According to (2), a mobile body that does not satisfy the condition for not allowing entry into the storage area, that is, a mobile body that satisfies the condition for allowing entry into the storage area can be instructed to use the storage area as a destination within the storage area.

(3) The storage area management apparatus according to (1) or (2), wherein,

the storage area is an area determined by the storage area management device and managing a destination of the moving object.

According to (3), by suppressing a mobile body satisfying the condition of not allowing entry into the storage area from entering the storage area determined by the storage area management device and managing the destination of the mobile body, the storage area by the storage area management device can be easily managed.

(4) The storage area management apparatus according to (3), wherein,

the housing area is also an area in which the housing area management device manages the location of the mobile body.

According to (4), by suppressing a mobile body satisfying the condition of not allowing entry into the storage area from entering the storage area at the position where the mobile body is managed by the storage area management device, the storage area by the storage area management device can be easily managed.

(5) The storage area management apparatus according to (3) or (4), wherein,

the housing area management device restricts opening of an opening/closing unit (door, window) provided in the mobile body when the mobile body is moved in the housing area.

According to (5), since the opening/closing section of the movable body is restricted from being opened when the movable body is moved in the storage area, the opening/closing section can be prevented from being opened when the movable body is moved in the storage area, and the storage area by the storage area management device can be easily managed.

(6) The housing area management device according to any one of (1) to (5),

the information on the moving object is information obtained based on the acquisition result of a state acquisition unit (image pickup device 450) that can acquire the state of the moving object.

According to (6), since the information on the mobile body is information obtained based on the acquisition result of the state acquisition unit that can acquire the state of the mobile body, it is possible to appropriately determine whether or not the mobile body satisfies the condition for not allowing entry into the storage area based on the state of the mobile body.

(7) The storage area management apparatus according to (6), wherein,

the state acquisition unit is a sensor (camera 11) provided in the moving body.

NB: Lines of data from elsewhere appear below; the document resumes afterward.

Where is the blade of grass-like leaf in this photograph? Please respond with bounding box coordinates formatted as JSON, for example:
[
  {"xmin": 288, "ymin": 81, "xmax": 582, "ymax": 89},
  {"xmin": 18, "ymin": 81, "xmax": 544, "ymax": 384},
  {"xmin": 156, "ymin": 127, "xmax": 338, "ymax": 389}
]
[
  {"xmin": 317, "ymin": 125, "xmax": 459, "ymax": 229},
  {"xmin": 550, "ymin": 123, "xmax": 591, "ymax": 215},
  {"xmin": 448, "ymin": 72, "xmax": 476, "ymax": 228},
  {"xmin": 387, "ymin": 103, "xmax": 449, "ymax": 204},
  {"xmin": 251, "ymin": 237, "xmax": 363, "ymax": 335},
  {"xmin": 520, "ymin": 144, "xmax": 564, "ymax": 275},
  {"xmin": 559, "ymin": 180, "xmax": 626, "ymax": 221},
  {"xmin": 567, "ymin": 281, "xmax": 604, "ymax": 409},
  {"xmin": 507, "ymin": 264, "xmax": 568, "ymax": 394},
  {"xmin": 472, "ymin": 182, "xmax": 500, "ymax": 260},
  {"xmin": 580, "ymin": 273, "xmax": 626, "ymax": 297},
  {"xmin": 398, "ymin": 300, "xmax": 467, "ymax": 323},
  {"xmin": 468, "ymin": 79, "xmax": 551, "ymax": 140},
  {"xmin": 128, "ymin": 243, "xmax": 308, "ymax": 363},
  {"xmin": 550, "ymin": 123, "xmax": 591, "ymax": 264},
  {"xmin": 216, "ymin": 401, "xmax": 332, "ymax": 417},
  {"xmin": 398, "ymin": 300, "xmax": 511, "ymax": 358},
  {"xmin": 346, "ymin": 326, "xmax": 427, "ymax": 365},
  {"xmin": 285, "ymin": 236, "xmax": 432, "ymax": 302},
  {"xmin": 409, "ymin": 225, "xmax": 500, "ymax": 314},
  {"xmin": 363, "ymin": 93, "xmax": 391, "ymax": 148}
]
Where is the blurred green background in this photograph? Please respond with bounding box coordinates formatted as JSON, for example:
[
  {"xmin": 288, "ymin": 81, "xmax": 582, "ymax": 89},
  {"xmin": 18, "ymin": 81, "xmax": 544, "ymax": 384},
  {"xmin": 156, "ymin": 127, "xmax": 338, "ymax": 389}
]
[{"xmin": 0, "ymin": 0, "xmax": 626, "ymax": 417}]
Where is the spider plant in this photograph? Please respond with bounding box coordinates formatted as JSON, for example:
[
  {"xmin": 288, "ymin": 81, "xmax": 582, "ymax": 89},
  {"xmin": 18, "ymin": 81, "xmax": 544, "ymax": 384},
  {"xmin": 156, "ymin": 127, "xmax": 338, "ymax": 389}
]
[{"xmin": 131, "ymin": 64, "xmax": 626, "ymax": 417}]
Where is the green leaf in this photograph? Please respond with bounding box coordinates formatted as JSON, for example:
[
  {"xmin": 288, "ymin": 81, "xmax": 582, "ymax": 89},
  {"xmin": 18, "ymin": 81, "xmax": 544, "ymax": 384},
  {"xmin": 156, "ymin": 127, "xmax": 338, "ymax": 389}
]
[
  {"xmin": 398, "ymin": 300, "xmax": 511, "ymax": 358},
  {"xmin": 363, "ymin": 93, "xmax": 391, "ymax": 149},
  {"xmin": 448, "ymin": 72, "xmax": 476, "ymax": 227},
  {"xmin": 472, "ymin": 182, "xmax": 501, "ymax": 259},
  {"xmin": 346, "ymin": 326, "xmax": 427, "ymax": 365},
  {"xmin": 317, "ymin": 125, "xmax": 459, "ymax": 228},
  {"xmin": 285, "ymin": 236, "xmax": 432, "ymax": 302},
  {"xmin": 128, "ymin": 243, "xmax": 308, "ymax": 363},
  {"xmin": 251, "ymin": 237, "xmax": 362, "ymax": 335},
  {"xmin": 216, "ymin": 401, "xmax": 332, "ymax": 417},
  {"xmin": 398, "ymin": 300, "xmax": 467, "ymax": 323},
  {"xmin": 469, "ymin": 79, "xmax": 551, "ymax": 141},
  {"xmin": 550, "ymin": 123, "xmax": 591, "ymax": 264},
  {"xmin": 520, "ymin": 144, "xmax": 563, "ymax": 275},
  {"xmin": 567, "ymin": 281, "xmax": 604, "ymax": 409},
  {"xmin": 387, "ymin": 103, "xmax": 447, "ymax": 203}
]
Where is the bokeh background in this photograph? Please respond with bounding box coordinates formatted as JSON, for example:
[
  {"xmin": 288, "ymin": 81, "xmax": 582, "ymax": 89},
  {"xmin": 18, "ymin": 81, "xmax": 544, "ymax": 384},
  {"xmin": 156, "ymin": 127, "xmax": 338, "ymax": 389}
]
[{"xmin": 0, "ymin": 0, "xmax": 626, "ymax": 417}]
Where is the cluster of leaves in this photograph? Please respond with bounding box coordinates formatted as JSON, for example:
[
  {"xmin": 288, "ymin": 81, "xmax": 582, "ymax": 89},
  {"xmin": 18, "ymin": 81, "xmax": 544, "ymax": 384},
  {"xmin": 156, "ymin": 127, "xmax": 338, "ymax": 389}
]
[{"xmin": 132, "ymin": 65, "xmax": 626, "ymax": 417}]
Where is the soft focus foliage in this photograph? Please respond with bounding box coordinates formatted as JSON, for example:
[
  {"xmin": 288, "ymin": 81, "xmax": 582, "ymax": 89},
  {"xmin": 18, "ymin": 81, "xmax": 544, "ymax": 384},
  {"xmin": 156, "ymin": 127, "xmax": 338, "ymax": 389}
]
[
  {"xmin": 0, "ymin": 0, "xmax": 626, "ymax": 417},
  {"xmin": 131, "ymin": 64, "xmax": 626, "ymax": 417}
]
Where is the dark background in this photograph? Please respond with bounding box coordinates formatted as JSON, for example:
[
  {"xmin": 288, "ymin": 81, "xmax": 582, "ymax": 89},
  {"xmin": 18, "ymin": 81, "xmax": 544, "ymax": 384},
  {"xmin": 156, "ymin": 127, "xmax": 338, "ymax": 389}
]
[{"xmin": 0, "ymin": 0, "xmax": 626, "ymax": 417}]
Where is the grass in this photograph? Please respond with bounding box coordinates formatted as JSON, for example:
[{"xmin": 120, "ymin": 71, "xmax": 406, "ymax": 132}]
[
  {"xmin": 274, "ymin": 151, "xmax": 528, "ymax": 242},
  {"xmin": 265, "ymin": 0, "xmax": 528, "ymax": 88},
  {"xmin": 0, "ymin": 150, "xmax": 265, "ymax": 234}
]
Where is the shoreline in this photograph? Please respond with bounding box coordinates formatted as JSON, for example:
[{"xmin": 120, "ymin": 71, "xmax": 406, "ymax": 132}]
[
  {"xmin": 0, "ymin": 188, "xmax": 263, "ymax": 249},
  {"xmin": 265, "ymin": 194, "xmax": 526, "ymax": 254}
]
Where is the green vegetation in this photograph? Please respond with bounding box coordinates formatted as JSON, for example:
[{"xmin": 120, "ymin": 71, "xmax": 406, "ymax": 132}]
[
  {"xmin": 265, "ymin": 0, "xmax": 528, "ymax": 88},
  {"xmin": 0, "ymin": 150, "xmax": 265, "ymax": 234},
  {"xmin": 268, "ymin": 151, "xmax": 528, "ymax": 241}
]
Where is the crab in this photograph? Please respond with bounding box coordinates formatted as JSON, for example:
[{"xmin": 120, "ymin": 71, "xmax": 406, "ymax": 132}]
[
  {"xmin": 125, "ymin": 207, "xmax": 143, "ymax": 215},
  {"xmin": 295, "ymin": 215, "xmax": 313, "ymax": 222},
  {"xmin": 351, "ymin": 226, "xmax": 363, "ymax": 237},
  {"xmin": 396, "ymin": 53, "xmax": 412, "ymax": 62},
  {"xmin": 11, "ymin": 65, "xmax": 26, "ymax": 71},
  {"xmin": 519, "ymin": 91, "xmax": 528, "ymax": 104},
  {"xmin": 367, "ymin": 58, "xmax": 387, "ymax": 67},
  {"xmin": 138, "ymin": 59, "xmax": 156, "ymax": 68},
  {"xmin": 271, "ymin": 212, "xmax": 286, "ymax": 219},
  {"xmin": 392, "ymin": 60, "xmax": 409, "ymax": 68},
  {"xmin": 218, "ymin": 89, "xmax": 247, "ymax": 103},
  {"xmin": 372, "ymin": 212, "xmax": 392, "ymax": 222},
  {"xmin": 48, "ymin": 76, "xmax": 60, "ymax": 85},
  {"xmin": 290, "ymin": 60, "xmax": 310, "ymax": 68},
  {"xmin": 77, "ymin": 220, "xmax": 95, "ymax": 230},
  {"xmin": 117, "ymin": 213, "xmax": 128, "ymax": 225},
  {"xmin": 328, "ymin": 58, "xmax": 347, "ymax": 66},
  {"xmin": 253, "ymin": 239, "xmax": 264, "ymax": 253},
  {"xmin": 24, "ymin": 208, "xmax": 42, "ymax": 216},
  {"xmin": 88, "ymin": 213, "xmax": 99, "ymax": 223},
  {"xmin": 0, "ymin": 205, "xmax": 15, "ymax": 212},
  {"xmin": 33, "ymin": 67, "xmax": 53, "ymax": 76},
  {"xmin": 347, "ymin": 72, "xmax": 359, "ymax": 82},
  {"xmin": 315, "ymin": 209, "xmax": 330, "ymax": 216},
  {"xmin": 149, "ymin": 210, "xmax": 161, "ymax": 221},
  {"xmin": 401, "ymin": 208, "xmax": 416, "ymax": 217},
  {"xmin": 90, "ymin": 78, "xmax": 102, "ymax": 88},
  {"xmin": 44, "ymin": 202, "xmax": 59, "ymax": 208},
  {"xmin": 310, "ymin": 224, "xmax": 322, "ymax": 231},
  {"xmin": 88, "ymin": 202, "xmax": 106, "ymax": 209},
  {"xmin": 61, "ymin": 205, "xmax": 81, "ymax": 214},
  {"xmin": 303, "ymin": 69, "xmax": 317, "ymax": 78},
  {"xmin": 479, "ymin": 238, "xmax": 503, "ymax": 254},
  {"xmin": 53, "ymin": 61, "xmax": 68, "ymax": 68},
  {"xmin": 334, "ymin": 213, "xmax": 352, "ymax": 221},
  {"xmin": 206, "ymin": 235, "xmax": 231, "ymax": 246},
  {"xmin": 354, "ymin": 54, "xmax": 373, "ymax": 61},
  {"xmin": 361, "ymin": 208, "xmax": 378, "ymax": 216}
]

According to (7), since the state acquisition unit is a sensor provided in the mobile body, it is possible to simplify the facilities of the storage area and appropriately determine whether or not the mobile body satisfies the condition for not allowing entry into the storage area.

Claims

1. An accommodation area management device for managing an accommodation area capable of accommodating a moving body,

the storage area management device includes:

an acquisition unit that can acquire information relating to the mobile body;

2. The housing area management apparatus according to claim 1,

3. The housing area management apparatus according to claim 1 or 2,

4. The housing area management apparatus according to claim 3,

5. The housing area management apparatus according to claim 3 or 4,

the housing area management device restricts opening of an opening/closing unit provided in the movable body when the movable body is moved in the housing area.

6. The housing area management apparatus according to any one of claims 1 to 5,

the information on the moving object is information obtained based on an acquisition result of a state acquisition unit that can acquire a state of the moving object.

7. The housing area management apparatus according to claim 6,

the state acquisition unit is a sensor provided in the mobile body.